A client’s CEO asked for a DR assessment of the data platform. The storage layer looked like a freebie. It’s S3. Eleven nines of durability. Next.

That reflex was the actual finding.

Eleven nines answers exactly one question: will AWS lose your bytes? No. Store ten million objects, lose one every ten thousand years. It’s an engineering marvel, and it’s beside the point.

Because nobody loses data to AWS. You lose data to yourself.

A pipeline overwrites good partitions with garbage - the write succeeds, and the garbage is now eleven-nines durable. Someone deletes a prefix that “looked stale.” A leaked key runs DeleteObject all night. The durability SLA sleeps through all of it. It insures the one failure nobody was worried about.

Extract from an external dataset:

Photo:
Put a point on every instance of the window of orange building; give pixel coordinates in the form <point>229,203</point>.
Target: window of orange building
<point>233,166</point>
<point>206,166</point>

DR is the opposite question: when you break it - and it will be you - how fast do you recover, and to what point in time?

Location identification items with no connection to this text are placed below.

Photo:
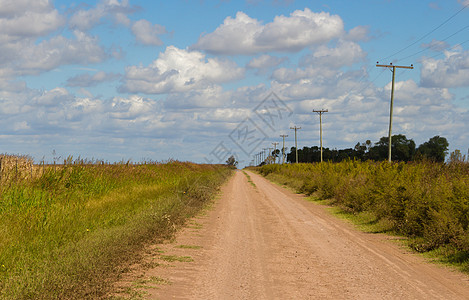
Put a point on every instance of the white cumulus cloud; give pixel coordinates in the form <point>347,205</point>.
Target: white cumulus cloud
<point>245,35</point>
<point>451,71</point>
<point>147,33</point>
<point>179,70</point>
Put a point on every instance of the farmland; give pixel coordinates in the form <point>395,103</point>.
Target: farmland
<point>426,202</point>
<point>67,230</point>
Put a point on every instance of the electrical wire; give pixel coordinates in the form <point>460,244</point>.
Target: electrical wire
<point>427,34</point>
<point>430,47</point>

So: versioning, because deletes should be undoable. Replication to a separate account - same-account replication just copies your compromise at high fidelity. A backup vault with a lock, so an admin key can’t torch it. And a restore you’ve actually run. An untested restore isn’t a restore. It’s a prayer.

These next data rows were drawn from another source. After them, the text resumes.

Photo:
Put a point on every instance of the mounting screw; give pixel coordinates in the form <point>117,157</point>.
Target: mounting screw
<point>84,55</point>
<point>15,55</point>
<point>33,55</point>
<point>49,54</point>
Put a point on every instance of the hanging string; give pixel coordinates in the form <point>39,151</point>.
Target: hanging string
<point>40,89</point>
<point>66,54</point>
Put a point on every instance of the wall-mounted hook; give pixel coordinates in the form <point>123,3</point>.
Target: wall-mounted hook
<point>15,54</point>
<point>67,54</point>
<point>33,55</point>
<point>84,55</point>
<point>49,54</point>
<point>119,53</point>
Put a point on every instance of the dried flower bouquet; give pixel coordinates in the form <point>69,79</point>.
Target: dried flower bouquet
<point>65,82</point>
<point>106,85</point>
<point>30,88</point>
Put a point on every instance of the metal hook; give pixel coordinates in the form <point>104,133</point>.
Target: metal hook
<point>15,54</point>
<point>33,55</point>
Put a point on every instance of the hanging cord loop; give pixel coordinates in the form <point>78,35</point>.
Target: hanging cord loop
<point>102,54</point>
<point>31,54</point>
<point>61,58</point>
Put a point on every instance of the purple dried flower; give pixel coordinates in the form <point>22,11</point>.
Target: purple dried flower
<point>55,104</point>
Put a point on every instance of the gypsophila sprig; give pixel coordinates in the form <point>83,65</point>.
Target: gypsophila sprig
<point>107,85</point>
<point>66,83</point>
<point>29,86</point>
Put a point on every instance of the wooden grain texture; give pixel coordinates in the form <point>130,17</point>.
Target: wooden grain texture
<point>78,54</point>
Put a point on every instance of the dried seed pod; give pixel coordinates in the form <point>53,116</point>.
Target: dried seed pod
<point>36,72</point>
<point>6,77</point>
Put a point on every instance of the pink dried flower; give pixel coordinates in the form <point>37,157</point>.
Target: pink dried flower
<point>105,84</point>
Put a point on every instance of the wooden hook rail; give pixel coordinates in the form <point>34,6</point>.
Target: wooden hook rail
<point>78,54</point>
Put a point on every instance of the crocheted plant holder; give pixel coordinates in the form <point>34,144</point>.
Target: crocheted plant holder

The storage-layer assessment didn’t ask “is the data safe?” It is. It asked for an RTO and an RPO per failure mode. That’s when there was something real to write.

Durability is AWS’s promise about their mistakes. DR is your answer for yours.

Notes

The same category error is everywhere: RAID isn’t backup. Replication isn’t backup. Multi-AZ isn’t DR. Infrastructure reliability is not organizational recovery.